Les États-Unis et l’Arabie saoudite ont mené des frappes aériennes conjointes contre des milices pro-iraniennes en Irak dans la nuit du 28 au 29 juillet 2026. Ces opérations, visant des sites logistiques et d’armement, ont fait au moins 10 morts, principalement dans la province de Ninive, après des tentatives d’attaques iraniennes interceptées.
Le Moyen-Orient replonge dans la violence après plusieurs jours d’accalmie. Dans la nuit de mardi à mercredi, des avions de combat américains et saoudiens ont frappé plusieurs sites logistiques et d’armement dans l’est de l’Irak, selon le Commandement militaire américain pour le Moyen-Orient (Centcom). Ces frappes visaient des groupes soutenus par l’Iran.
Bilan humain et cibles dans la province de Ninive
Le coût humain de l’intervention est déjà significatif. Au moins 10 membres d’une ex-coalition de paramilitaires irakiens pro-iraniens, intégrée à l’armée, ont été tués, rapporte La Dépêche. Si les frappes ont touché plusieurs provinces, la plus meurtrière a été celle de Ninive, dans le nord de l’Irak. Un responsable a précisé que le bilan devrait probablement augmenter.

Les Hachd al-Chaabi (PMF), dont certaines composantes agissent de manière autonome malgré leur intégration officielle à l’armée irakienne, ont confirmé avoir été visées.
Le communiqué des Hachd al-Chaabi, via France 24, indique que plusieurs quartiers généraux officiels des Hachd al-Chaabi dans différentes régions d’Irak ont été la cible, ce matin, de perfides attaques terroristes lancées par les forces américaines et saoudiennes.
Drones saoudiens et missiles iraniens interceptés
Le ministère saoudien de la Défense a indiqué que ces frappes ciblent des milices liées à des tentatives d’attaques par drones contre des installations pétrolières dans la province orientale et la région de Riyad.

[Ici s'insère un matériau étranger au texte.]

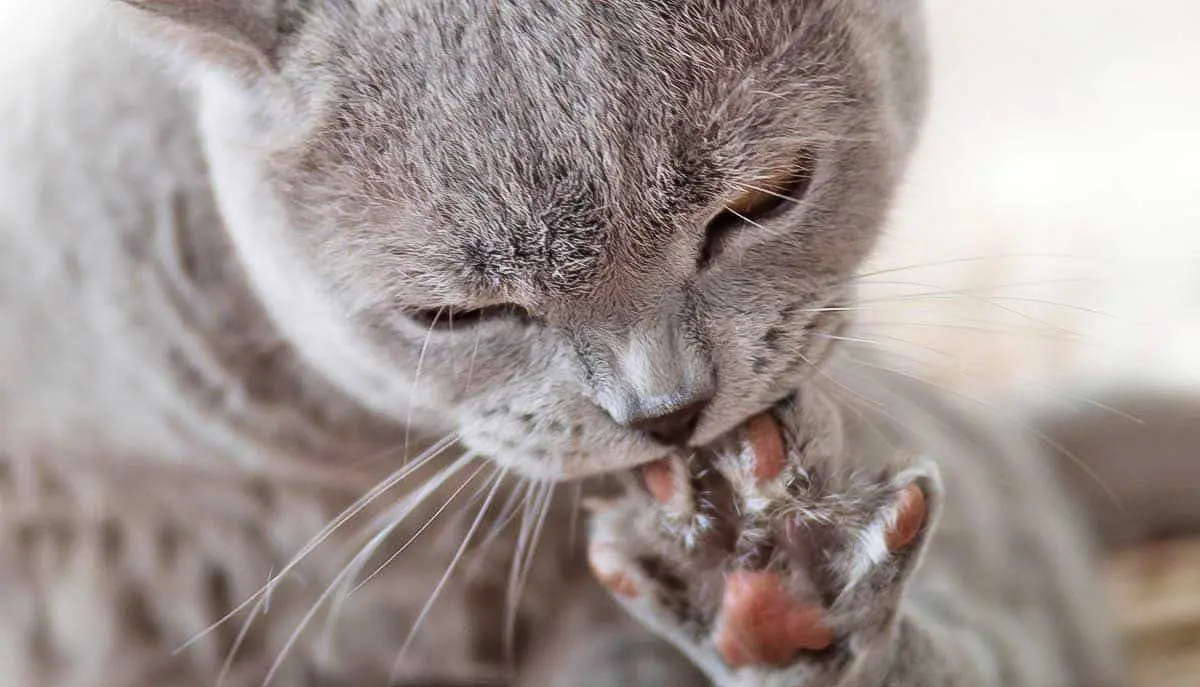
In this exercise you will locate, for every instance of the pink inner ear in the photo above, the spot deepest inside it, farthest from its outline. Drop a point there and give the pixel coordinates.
(910, 519)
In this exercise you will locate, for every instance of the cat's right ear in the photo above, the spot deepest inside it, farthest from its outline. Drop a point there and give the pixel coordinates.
(233, 34)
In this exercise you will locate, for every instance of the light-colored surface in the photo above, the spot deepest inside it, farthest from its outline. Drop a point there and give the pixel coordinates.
(1068, 130)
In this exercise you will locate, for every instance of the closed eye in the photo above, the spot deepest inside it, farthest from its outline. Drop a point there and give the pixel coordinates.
(756, 202)
(449, 317)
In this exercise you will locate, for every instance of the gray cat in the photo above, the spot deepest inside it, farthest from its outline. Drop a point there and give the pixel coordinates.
(256, 254)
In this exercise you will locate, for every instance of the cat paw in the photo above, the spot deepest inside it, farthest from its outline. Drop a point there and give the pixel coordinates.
(765, 561)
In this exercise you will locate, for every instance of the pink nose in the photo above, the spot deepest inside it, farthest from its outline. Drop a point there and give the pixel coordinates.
(673, 428)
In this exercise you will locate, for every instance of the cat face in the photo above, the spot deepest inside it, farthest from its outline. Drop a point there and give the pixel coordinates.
(579, 232)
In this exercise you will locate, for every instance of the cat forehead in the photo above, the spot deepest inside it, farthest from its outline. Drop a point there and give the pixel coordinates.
(539, 139)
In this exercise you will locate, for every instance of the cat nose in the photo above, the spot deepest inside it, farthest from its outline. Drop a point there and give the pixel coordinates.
(672, 428)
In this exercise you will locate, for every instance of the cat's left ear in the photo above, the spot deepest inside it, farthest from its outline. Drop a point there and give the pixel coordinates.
(238, 34)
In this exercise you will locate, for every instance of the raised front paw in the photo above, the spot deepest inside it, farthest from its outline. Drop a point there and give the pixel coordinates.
(767, 561)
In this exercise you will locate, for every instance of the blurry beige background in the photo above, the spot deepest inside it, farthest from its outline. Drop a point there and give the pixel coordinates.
(1061, 172)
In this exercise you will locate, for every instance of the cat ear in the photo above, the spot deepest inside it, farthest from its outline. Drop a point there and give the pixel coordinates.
(241, 34)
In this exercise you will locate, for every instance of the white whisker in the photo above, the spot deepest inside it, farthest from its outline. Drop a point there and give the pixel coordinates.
(417, 378)
(450, 568)
(397, 515)
(346, 515)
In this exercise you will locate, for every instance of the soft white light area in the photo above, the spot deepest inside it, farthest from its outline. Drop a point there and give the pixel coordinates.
(1066, 129)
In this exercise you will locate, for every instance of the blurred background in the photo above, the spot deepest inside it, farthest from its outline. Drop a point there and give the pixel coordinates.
(1049, 233)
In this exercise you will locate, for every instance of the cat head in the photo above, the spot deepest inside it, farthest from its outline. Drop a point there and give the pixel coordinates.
(576, 232)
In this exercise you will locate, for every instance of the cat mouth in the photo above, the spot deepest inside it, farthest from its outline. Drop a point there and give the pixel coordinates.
(754, 452)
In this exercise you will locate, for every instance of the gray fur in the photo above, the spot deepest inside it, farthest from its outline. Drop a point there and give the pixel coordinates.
(216, 219)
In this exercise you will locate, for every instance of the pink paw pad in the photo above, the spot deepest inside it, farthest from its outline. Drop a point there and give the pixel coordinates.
(761, 623)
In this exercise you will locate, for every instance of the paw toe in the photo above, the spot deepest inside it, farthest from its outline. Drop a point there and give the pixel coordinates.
(911, 509)
(766, 440)
(606, 566)
(761, 623)
(660, 479)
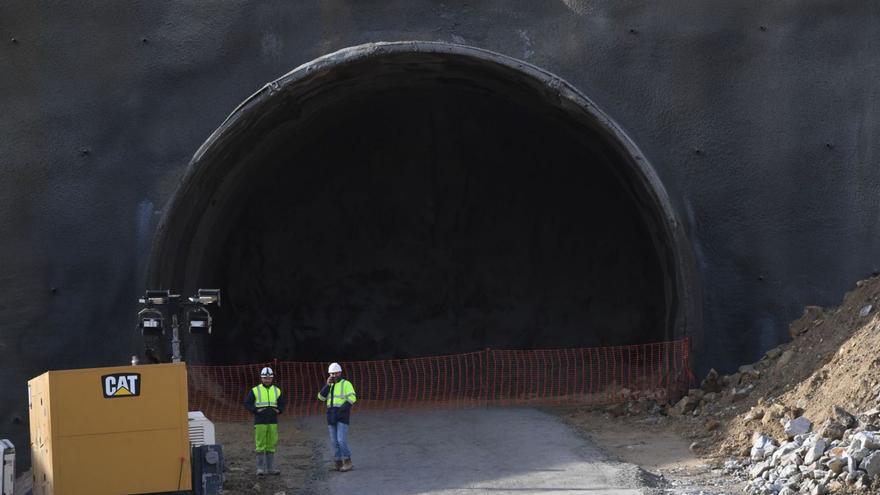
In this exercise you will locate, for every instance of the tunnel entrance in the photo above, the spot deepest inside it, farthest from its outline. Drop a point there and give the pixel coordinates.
(412, 199)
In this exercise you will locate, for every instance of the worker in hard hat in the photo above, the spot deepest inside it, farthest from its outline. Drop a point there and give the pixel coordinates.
(339, 395)
(265, 402)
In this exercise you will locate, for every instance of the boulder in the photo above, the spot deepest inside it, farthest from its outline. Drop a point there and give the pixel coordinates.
(785, 358)
(758, 469)
(762, 446)
(754, 413)
(815, 450)
(712, 382)
(836, 465)
(866, 440)
(844, 417)
(797, 426)
(686, 405)
(871, 464)
(832, 430)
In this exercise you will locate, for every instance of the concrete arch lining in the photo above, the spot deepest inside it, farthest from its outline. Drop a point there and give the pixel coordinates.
(201, 204)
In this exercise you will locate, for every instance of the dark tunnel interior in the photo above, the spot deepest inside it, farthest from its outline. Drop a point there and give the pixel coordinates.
(409, 218)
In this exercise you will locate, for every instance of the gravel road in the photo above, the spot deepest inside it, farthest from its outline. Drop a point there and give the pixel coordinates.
(453, 452)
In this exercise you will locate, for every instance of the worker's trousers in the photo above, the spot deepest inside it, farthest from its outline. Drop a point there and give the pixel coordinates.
(266, 437)
(339, 441)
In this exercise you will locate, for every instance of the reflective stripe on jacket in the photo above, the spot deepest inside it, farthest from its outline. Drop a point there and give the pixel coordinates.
(339, 394)
(266, 397)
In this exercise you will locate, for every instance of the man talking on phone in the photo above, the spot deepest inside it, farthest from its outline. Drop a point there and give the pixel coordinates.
(339, 395)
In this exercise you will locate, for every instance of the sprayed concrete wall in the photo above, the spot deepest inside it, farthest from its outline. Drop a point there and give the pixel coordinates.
(761, 121)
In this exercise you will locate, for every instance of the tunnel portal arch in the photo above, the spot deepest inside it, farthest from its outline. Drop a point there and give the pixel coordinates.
(187, 247)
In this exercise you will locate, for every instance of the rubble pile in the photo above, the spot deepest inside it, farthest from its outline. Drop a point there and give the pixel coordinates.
(783, 423)
(842, 455)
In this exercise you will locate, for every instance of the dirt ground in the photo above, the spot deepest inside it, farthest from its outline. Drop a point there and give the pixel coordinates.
(296, 459)
(651, 443)
(655, 444)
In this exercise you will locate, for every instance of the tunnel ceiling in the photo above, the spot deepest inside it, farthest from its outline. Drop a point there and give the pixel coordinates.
(421, 198)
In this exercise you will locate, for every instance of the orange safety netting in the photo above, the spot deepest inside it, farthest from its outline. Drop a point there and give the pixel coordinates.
(600, 375)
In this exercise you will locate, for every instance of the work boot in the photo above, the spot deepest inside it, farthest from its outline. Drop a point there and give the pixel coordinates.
(261, 463)
(270, 460)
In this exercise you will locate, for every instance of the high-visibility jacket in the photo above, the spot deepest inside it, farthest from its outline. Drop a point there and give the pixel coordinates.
(338, 394)
(339, 398)
(266, 397)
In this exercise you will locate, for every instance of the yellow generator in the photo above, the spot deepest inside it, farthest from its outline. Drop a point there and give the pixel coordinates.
(113, 431)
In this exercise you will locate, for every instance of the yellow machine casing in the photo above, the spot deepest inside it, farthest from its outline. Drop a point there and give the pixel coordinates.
(114, 431)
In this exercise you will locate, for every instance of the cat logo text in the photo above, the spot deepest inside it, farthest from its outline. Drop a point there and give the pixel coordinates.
(121, 385)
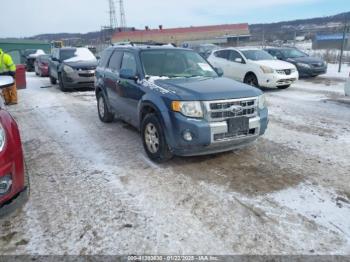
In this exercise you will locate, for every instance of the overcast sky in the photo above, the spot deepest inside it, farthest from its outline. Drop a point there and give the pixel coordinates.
(32, 17)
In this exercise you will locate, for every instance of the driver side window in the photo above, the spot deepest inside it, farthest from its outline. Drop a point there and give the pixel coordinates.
(235, 57)
(129, 63)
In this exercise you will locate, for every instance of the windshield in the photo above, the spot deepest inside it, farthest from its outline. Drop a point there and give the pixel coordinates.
(175, 63)
(77, 55)
(292, 53)
(257, 55)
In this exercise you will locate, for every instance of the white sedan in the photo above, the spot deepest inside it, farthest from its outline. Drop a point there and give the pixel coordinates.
(254, 67)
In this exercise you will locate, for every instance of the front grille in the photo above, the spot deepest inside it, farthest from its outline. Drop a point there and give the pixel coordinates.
(240, 133)
(221, 110)
(317, 65)
(86, 74)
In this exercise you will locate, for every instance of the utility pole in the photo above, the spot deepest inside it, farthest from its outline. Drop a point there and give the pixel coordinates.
(122, 15)
(343, 43)
(113, 23)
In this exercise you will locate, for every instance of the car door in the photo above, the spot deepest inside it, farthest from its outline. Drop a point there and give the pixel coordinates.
(111, 78)
(237, 65)
(220, 59)
(55, 63)
(129, 91)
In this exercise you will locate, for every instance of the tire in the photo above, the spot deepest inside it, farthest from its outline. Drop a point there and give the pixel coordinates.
(153, 138)
(283, 87)
(251, 80)
(103, 112)
(61, 83)
(53, 80)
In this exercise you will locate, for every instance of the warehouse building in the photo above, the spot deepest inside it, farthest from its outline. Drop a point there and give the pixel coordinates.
(232, 34)
(331, 41)
(16, 47)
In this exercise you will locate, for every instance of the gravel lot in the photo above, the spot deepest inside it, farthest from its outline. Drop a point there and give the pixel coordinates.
(93, 190)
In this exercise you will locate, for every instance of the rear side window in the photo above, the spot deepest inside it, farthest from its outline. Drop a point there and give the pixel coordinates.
(105, 58)
(129, 62)
(222, 54)
(114, 62)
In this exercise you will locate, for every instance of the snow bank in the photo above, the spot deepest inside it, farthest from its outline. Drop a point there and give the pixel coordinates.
(82, 54)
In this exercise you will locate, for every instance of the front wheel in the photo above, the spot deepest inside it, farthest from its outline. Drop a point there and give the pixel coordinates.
(103, 112)
(53, 80)
(283, 87)
(154, 141)
(251, 80)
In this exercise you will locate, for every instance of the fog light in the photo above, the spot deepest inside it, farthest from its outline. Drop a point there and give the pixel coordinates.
(5, 184)
(187, 136)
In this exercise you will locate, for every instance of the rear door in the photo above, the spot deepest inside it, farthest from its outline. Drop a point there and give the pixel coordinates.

Le Centcom a annoncé avoir intercepté avec succès des missiles lancés par l’Iran dans le cadre d’une tentative d’attaque surprise contre les forces américaines basées au Moyen-Orient. En Jordanie, l’armée a également confirmé avoir neutralisé cinq missiles provenant d’Iran visant son territoire.
L’escalade maritime et diplomatique
Renforcement militaire et enjeux stratégiques
Pour pallier ses lacunes défensives mises en lumière par la guerre avec les États-Unis, Téhéran accélère ses acquisitions. L’Iran doit recevoir prochainement entre 300 et 400 systèmes de missiles sol-air portatifs (MANPADS) de fabrication chinoise, dont des modèles QW-12 et FN-16. Ce contrat, évalué entre 60 et 70 millions de dollars, vise à protéger les sites militaires et les infrastructures stratégiques.
Cette recrudescence des violences survient alors que le président Donald Trump rencontrait le Premier ministre israélien Benjamin Netanyahu à Washington. Bien que Trump ait exprimé un certain optimisme quant aux discussions avec Téhéran, la situation reste volatile. Le Premier ministre irakien, Ali al-Zaidi, est attendu en Arabie saoudite pour tenter d’apaiser les tensions après avoir ordonné une enquête sur les attaques de drones.
L’instabilité régionale est accentuée par les menaces des rebelles houthis au Yémen, qui ont revendiqué des frappes contre des sites de Saudi Aramco à Jizan et Yanbu, menaçant d’une escalade si le Yémen était à nouveau visé.